The thirty-second invention is the in vivo observation device of the twenty-ninth invention wherein, a permanent magnet for electromagnetic attraction and an antenna for receiving electrical power are provided within the casing, and a coil for magnetic attraction and an antenna for supplying electrical power are provided in the pressing section. As a result, effects similar to those of the twenty-eighth invention are obtained.

The thirty-third invention is the in vivo observation device of the first invention wherein, a drug administration device is provided that administers a drug at a desired site from the casing when the casing is closely contacted to body tissue. As a result, a drug can be accurately administered to body tissue at a target site.

The following describes specific examples of this type of drug administration device.

(1) A drug is impregnated into a sponge-like drug storage/transport member. When pressure is applied to the drug storage/transport member that has closely contacted to body tissue at a desired site, the drug is pushed out and coated onto body tissue of the affected area.
(2) A plurality of minute needles are provided in a drug storage/transport member. When pressure is applied to the drug storage/transport member when the needles have punctured body tissue as a result of being closely contacted thereto, the drug is pushed out and injected directly into body tissue of the affected area.
(3) A gel-like substance in which a drug has been impregnated is stored in a drug storage/transport device. When this substance is released and contacts to body tissue of an affected area, it remains on the affected area for a long period of time, thereby allowing the drug to be released gradually.
(4) When a gel-like drug stored in a drug storage/transport device is led to the surface by electrophoresis, it can be applied to body tissue to which it is closely contacted over a long period of time and over a wide range.
(5) When a drug stored in a drug storage/transport device is released after being atomized, it can be administered over a wide range of body tissue. In this case, since the drug can be administered over an even wider range by pressure release if the atomized drug is pushed out by compressing, this is particularly suitable for long organs like the intestines.
(6) It is preferable to provide a foreign object removal device that removes body fluid and so forth present on the surface of an affected area by releasing air and so forth prior to drug administration, and as a result, body tissue of the affected area can be exposed enabling the drug to be administered reliably. In this case, the drug is preferably administered automatically in the order of foreign object removal followed by administration.
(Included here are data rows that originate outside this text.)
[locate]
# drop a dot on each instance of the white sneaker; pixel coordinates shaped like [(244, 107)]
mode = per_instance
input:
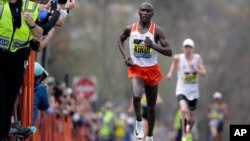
[(139, 134), (149, 138)]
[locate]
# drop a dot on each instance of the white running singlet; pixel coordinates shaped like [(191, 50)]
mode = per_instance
[(141, 54), (187, 79)]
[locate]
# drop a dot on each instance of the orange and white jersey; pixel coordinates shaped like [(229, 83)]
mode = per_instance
[(141, 54)]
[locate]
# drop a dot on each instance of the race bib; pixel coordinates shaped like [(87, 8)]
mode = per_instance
[(141, 50), (190, 77)]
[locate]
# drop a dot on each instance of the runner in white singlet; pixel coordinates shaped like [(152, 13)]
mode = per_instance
[(189, 66)]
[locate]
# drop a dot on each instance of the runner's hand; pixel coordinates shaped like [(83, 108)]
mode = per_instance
[(169, 76), (148, 42), (129, 61)]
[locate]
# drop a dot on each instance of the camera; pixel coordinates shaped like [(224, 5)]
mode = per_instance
[(53, 5)]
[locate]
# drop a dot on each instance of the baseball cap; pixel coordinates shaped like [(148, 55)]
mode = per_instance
[(217, 95), (188, 42)]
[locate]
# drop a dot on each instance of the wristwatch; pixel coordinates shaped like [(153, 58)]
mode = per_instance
[(32, 27)]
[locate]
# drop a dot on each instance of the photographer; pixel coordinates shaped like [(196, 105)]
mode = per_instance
[(51, 15), (17, 28)]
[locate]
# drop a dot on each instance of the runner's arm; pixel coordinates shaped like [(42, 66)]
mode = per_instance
[(122, 38), (163, 48), (201, 68)]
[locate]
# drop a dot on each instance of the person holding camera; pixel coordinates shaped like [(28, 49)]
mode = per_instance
[(41, 101), (17, 28), (49, 16)]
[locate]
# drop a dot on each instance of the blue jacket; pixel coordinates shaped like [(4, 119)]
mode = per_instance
[(41, 101)]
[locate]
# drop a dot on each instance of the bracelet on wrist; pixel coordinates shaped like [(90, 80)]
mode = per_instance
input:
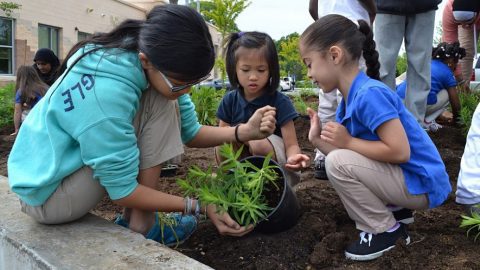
[(236, 134)]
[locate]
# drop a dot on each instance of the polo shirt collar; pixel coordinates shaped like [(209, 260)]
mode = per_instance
[(260, 101)]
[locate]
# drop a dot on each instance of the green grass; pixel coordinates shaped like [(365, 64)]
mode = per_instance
[(7, 100)]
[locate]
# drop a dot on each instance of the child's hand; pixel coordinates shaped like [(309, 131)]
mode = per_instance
[(225, 224), (297, 162), (259, 126), (336, 134), (315, 127)]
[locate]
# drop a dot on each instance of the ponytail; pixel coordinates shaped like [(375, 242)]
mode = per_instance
[(369, 52), (124, 36)]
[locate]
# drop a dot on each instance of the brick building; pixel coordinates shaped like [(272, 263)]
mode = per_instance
[(59, 24)]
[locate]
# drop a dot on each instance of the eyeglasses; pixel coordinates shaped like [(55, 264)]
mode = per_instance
[(178, 88)]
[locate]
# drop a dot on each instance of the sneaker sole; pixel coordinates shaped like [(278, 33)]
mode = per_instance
[(321, 176), (368, 257), (406, 221)]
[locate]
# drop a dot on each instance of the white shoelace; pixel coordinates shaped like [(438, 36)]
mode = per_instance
[(364, 239)]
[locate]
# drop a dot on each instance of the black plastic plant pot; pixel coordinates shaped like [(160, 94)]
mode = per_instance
[(286, 209)]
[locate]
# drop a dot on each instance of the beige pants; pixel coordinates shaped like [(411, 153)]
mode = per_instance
[(158, 135), (366, 186)]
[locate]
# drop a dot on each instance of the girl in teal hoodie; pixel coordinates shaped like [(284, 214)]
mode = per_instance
[(95, 124)]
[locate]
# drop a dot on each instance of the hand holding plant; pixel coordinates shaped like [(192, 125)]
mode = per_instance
[(473, 222), (260, 125), (235, 188), (225, 224), (297, 162)]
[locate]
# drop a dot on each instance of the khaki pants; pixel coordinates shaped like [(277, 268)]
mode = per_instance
[(365, 188), (158, 135)]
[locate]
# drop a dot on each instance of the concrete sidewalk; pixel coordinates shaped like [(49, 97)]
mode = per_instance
[(89, 243)]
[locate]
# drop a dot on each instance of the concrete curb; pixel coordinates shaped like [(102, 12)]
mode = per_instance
[(89, 243)]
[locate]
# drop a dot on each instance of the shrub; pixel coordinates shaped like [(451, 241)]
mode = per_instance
[(299, 104), (469, 102), (307, 92), (7, 104), (305, 84), (236, 187), (207, 100)]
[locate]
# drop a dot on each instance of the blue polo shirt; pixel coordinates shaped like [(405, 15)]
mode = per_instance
[(371, 103), (442, 78), (235, 109)]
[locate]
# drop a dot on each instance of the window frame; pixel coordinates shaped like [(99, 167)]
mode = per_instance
[(11, 46)]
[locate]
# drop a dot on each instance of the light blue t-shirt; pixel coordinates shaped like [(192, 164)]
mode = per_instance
[(85, 119), (235, 109), (370, 104), (442, 78)]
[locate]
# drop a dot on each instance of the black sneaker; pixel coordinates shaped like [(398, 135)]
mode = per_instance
[(372, 246), (403, 215), (319, 167)]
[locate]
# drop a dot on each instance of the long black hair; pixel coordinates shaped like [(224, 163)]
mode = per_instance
[(48, 56), (175, 39), (335, 29), (252, 40)]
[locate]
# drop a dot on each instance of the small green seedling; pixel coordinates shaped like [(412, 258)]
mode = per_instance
[(473, 222), (234, 187)]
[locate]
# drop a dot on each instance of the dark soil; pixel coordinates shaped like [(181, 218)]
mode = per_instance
[(324, 229)]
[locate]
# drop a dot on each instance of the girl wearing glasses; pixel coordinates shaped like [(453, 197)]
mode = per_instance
[(253, 69), (109, 122)]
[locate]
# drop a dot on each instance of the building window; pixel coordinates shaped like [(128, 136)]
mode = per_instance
[(48, 37), (82, 36), (6, 46)]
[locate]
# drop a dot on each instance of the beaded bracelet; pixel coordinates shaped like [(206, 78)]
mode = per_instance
[(236, 134), (197, 209)]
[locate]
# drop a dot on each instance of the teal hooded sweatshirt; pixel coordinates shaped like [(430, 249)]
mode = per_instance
[(85, 119)]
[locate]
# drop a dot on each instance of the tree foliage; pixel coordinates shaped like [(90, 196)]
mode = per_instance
[(289, 57), (224, 13)]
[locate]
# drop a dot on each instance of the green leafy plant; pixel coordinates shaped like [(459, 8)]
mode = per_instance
[(469, 102), (207, 100), (306, 93), (7, 100), (473, 222), (299, 104), (303, 100), (236, 187), (9, 7)]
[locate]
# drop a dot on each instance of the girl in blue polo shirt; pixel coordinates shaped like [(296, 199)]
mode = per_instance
[(253, 69), (443, 89), (378, 155)]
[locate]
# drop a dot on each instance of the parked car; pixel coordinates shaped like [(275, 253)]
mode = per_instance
[(287, 83), (475, 79), (217, 84)]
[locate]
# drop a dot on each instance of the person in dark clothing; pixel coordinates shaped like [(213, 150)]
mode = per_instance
[(46, 64), (411, 21)]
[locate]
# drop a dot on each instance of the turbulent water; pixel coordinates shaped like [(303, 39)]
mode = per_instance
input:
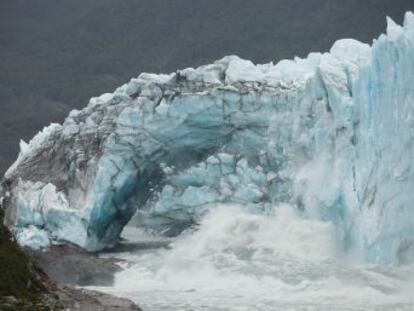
[(237, 260), (287, 186)]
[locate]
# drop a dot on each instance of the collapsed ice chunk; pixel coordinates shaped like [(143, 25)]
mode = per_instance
[(330, 135), (33, 237)]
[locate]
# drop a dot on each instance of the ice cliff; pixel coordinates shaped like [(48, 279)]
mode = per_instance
[(330, 135)]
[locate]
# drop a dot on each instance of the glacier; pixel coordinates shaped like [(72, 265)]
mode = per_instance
[(330, 135)]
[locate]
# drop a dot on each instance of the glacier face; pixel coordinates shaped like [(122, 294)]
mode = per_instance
[(330, 135)]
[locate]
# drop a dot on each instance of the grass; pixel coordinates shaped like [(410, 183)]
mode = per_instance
[(18, 277)]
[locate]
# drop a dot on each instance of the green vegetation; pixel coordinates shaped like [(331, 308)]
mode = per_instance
[(18, 278)]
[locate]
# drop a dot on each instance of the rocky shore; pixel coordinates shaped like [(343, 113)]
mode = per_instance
[(46, 280)]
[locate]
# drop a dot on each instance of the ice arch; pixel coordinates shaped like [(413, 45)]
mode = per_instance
[(330, 134)]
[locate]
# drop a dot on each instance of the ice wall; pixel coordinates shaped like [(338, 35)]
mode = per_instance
[(329, 135)]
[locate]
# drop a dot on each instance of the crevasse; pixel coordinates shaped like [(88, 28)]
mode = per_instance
[(330, 135)]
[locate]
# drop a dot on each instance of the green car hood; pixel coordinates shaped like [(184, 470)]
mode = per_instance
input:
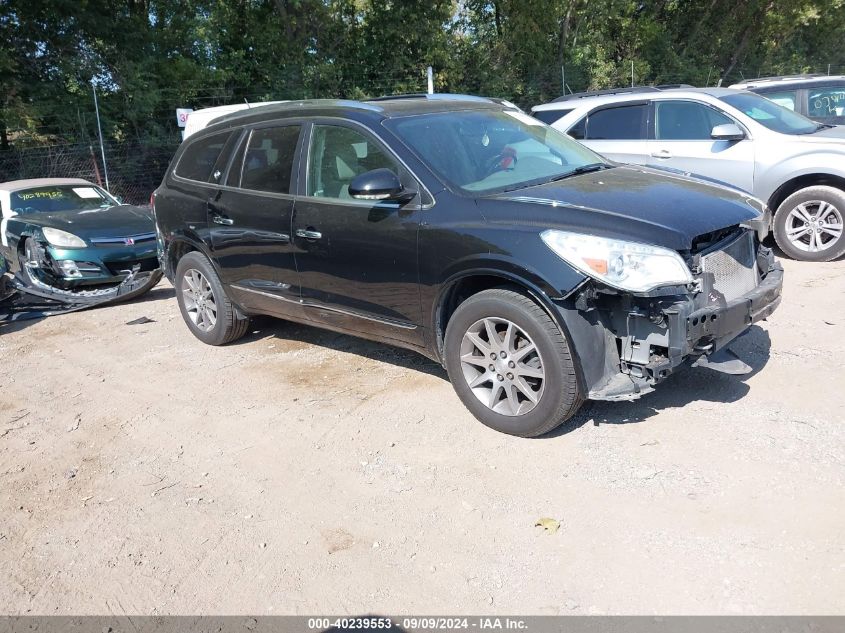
[(119, 221)]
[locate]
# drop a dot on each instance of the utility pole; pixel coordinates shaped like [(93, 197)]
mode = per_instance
[(100, 132)]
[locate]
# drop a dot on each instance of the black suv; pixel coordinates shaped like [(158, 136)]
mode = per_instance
[(538, 273)]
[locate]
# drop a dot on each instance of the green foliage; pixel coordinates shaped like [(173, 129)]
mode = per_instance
[(148, 57)]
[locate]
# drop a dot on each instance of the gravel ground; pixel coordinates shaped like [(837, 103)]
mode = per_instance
[(299, 471)]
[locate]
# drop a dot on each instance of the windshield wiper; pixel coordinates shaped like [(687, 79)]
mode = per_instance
[(583, 169)]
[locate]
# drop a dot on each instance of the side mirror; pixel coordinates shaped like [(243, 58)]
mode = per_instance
[(727, 132), (378, 184)]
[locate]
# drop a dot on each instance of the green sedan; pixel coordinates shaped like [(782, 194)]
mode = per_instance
[(68, 238)]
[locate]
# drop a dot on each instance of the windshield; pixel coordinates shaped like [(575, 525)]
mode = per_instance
[(60, 198), (770, 114), (484, 151)]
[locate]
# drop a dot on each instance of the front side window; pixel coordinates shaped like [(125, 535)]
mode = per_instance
[(269, 157), (484, 151), (623, 123), (771, 115), (337, 155), (686, 121), (825, 103), (57, 198), (198, 160)]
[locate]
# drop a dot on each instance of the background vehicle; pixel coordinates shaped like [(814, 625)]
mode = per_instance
[(537, 273), (72, 238), (818, 97), (795, 165)]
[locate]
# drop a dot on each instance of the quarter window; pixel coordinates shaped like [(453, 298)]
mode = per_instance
[(686, 121), (198, 159), (337, 155), (624, 123)]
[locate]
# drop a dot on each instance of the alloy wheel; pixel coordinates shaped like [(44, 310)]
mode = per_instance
[(814, 226), (199, 300), (502, 366)]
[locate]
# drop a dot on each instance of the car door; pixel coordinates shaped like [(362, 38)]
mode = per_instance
[(250, 219), (357, 259), (682, 141), (618, 132)]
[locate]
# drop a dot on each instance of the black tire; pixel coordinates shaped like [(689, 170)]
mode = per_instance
[(560, 396), (227, 326), (811, 197)]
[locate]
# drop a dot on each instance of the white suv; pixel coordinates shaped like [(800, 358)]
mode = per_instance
[(795, 165)]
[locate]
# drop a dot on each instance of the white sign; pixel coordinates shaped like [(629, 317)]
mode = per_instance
[(182, 116)]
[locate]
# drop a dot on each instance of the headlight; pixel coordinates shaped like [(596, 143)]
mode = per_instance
[(62, 239), (631, 266)]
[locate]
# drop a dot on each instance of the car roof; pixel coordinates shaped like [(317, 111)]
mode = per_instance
[(17, 185), (590, 100), (788, 81), (384, 107)]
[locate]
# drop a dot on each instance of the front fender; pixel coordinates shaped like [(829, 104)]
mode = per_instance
[(817, 162)]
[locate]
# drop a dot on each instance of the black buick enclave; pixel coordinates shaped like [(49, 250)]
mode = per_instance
[(538, 273)]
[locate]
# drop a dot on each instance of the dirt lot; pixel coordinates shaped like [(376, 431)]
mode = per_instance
[(299, 471)]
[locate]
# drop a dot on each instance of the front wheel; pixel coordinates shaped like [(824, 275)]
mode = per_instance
[(207, 311), (510, 364), (808, 225)]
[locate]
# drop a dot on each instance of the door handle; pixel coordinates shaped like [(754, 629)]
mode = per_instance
[(309, 234)]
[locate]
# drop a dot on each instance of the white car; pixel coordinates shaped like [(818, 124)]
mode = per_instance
[(795, 165)]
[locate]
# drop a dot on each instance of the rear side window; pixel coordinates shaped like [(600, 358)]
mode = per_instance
[(268, 161), (198, 159), (550, 116), (827, 102), (624, 123), (686, 121)]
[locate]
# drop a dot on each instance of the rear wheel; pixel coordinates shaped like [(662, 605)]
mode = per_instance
[(510, 364), (808, 225), (206, 309)]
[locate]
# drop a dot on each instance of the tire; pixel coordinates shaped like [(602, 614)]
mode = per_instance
[(212, 319), (516, 317), (800, 211)]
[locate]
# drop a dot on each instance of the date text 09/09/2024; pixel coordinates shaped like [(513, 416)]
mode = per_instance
[(418, 623)]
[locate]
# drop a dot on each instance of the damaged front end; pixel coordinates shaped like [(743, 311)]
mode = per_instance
[(629, 342)]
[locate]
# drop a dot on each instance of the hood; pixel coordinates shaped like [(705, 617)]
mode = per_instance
[(119, 221), (627, 202)]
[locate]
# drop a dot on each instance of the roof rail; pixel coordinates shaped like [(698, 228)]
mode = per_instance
[(783, 77), (612, 91)]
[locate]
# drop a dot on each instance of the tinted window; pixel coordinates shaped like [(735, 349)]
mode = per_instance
[(490, 150), (197, 161), (269, 157), (785, 98), (623, 123), (337, 155), (769, 114), (825, 103), (550, 116), (686, 121)]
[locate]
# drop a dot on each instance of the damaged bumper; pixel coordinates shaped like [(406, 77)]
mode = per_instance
[(628, 344)]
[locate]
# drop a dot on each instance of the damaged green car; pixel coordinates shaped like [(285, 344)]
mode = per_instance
[(70, 239)]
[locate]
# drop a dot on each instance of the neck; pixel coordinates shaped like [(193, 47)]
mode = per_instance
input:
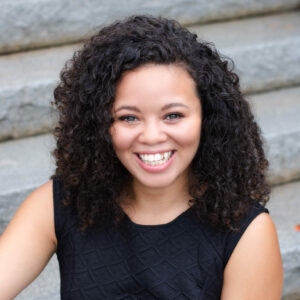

In addition, the field of view of the previously described observation system may be secured by removing foreign objects around an affected area by using this foreign object removal device.

The thirty-fifth invention is the thirty-fourth invention wherein, the step in which the location within the body is recognized comprises recognizing with an image acquired by the in vivo observation device.

According to the in vivo observation device of the present invention, since body tissue can be observed through a balloon by expanding the balloon causing it to be closely contacted to body tissue, the state of body tissue can be reliably observed without flushing the intestines. In the case of inflammatory bowel diseases in particular, the state of the digestive tract that contains an affected area can be reliably observed while preventing exacerbation of symptoms caused by flushing the intestines.

In addition, according to the in vivo observation device of the present invention, since body tissue can be observed in a state in which the observation wall surface and body tissue are closely contacted by a contact auxiliary device, the state of body tissue can be reliably observed without flushing the intestines and without obstruction of the field of view by body fluids, gases and other fluids. In cases of inflammatory bowel diseases in particular, the state of the digestive tract that contains an affected area can be reliably observed while preventing exacerbation of symptoms caused by flushing the intestines.